Jun 12, 2009
How I explained WTF Twitter is to my Dad
My dad and I have been working on a plan for a website to promote his business valuation report for a few months now. We’ve decided on a structure and plan and we’re ready to move forward.
During this conversation, the topic of how to market and promote the site came up. Dad has already joined LinkedIn and, with a little help, gotten his profile up and running. The site that inevitably came up after that was Twitter. I can’t say I was surprised; I saw a few articles in his pile of “things to discuss” so I knew the question was coming: “WTF is Twitter?”
In the end, Twitter is different things for different people but the information below definitely got a sincere “A-HA” out of dad.
Twitter is digital networking
When I first started this whole gig, someone told me “you have to get out there and network.” I’m a very social person but the idea of hob-gobbling with a bunch of people I didn’t know for business purposes made me queasy. Why would I talk to a stranger about a business relationship if I didn’t already know we were a good match? This is the same reason I never did well in the bar scene…

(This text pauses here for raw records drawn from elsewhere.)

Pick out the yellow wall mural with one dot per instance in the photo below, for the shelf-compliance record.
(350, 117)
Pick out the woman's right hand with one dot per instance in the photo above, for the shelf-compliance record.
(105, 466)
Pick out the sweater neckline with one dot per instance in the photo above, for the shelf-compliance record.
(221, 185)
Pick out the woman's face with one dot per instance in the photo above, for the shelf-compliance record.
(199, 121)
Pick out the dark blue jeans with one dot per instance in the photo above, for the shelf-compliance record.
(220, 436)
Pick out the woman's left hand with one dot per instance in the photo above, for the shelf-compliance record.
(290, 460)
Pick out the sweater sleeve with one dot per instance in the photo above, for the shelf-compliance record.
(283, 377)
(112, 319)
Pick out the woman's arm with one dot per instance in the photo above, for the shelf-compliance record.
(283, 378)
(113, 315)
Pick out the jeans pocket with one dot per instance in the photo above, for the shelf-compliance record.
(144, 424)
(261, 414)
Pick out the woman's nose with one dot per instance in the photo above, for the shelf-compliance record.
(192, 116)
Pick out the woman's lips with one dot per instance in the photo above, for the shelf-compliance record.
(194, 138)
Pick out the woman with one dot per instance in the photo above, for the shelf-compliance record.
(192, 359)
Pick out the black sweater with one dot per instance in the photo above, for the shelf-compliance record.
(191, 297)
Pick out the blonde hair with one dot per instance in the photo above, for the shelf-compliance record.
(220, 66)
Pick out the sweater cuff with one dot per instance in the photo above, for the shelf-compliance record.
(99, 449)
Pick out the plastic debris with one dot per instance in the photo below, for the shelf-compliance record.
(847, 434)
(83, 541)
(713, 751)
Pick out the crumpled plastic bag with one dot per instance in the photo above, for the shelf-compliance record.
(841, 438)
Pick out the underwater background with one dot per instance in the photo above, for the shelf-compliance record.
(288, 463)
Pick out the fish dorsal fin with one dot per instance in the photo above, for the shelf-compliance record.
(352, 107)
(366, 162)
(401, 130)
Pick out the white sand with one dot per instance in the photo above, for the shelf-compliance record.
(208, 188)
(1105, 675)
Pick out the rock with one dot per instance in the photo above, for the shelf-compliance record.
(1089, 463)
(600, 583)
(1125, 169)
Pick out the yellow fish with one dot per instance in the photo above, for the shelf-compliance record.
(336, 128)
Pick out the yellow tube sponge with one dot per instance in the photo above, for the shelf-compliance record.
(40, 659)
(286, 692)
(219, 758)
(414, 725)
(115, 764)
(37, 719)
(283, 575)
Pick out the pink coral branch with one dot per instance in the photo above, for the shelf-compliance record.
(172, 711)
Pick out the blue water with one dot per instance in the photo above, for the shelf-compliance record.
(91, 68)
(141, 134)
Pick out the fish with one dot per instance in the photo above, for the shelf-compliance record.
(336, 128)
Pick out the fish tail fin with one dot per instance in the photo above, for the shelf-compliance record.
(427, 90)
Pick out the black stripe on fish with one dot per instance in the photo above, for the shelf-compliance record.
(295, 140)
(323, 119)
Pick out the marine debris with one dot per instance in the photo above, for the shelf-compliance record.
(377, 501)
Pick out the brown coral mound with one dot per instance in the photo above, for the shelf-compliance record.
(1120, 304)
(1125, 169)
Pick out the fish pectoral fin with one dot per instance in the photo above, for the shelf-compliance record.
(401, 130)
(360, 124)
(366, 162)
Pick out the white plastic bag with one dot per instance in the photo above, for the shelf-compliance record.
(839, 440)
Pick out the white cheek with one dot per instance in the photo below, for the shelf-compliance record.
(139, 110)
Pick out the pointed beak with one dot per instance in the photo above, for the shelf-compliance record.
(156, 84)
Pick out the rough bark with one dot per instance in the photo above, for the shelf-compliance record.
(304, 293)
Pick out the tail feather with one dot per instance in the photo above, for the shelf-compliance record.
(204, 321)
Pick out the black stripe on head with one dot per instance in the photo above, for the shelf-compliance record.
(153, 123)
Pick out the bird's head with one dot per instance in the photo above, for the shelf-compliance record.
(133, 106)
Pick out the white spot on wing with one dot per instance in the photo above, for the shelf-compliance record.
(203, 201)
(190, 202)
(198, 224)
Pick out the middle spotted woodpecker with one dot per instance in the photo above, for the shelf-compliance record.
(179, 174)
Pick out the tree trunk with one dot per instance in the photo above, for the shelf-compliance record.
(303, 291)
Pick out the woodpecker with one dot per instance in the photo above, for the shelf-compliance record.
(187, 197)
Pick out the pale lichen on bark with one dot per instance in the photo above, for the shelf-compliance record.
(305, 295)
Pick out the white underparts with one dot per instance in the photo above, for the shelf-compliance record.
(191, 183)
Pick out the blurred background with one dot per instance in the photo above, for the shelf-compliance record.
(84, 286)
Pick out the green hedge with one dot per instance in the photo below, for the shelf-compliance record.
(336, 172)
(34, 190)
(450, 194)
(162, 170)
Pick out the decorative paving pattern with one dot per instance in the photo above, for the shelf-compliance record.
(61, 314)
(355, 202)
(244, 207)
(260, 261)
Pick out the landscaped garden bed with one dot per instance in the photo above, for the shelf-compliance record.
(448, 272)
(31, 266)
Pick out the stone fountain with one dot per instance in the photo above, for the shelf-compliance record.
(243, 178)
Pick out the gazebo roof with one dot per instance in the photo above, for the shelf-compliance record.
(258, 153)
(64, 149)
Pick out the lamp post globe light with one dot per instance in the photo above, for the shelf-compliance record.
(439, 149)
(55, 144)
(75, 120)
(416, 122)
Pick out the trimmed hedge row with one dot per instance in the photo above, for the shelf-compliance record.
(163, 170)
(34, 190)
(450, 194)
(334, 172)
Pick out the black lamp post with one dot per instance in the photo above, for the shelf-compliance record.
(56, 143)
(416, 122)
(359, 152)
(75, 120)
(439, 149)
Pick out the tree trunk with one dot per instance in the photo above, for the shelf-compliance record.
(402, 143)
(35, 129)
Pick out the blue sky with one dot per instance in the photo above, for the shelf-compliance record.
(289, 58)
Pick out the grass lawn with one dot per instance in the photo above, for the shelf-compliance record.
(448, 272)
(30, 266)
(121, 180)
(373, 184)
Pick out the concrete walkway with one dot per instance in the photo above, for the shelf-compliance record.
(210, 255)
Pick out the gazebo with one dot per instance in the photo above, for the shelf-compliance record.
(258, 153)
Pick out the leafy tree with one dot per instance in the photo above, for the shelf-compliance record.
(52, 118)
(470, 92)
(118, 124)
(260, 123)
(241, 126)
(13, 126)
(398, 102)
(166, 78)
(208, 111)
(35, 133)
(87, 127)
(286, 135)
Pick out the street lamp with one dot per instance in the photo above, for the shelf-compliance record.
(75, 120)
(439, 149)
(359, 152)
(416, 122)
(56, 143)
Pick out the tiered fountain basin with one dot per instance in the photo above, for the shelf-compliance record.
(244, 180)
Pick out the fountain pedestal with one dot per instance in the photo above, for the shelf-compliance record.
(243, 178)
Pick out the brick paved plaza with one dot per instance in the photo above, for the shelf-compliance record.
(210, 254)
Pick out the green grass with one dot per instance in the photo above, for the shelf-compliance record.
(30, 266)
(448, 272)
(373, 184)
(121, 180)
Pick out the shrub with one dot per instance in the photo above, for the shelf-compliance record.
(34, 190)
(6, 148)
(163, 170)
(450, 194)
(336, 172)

But I digress… Twitter turns this whole networking thing on its head. Making a connection with someone (by following them to see their updates or mentioning them using their name [@joshcanhelp]) is easy and non-committal. Knowing that you want to connect with them is also very easy (read their bio and check out their link). The barrier to connection is very, very low.
That doesn’t mean you can’t go a step further. You can have a short conversation with someone you’ve never met before (or may never have an opportunity to meet). This is powerful and the basis of a few off-line business relationships I’ve made. When making a connection is easy and taking the next step is just as easy, you have a powerful tool to meet relevant people and exchange ideas very efficiently.
Twitter is the best content hot off the presses
Staying on top of your industry is time-consuming to say the least. If you’re in an industry you enjoy, it’s fun too but that doesn’t mean it’s any easier (might even be harder in that case). If only there was a way to gauge content relevancy on the web…
Here’s another way I use Twitter. The people I follow are mostly people in the SEO, web design, development, business, and communication communities. Since every third tweet I see is an article, I’m getting exposed to a LOT of different articles, new pieces, blog posts, and other pages. If I see it with an “RT” in front (retweet… means that someone is reposting someone else’s tweet), that means that it’s been posted at least twice and might be worth a look.
I’ll admit that having a stream of mostly relevant, potentially engaging content is quite a time sink. Still, once you get into the swing of things, you really learn how to scan quickly, gauge your interest, and move along if it doesn’t fit. If I’m in Twitter, I read maybe 10 articles a day (maximum) compared to 50 that I click on.
Twitter is a good time
In the end, nothing you use is a great tool unless you get some kind of enjoyment out of it. Gmail, Remember the Milk, and Dropbox are all things that make my life better and are so simple to use that it’s hard not to use them.
Same goes for Twitter. It’s easy to pick up the lingo, simple to understand the interface, and hard to stay away from for longer than a day. I’ve met many, many interesting people, found paid work, and read some very useful things. The people that I’ve found and follow on Twitter spread positivity, give me feedback when I need it, and really enrich my online life. I haven’t found a BFF on there or anything but I’ve made connections that moved past just replying and retweeting.
This makes it easy for Twitter to be a pretty effective “waste” of time like anything else. I don’t spend more than 15 -30 sporadic minutes on the site in a day and if I find myself going longer I always get the feeling that my “time ROI” is going down (there are only so many interesting people you can find in a day).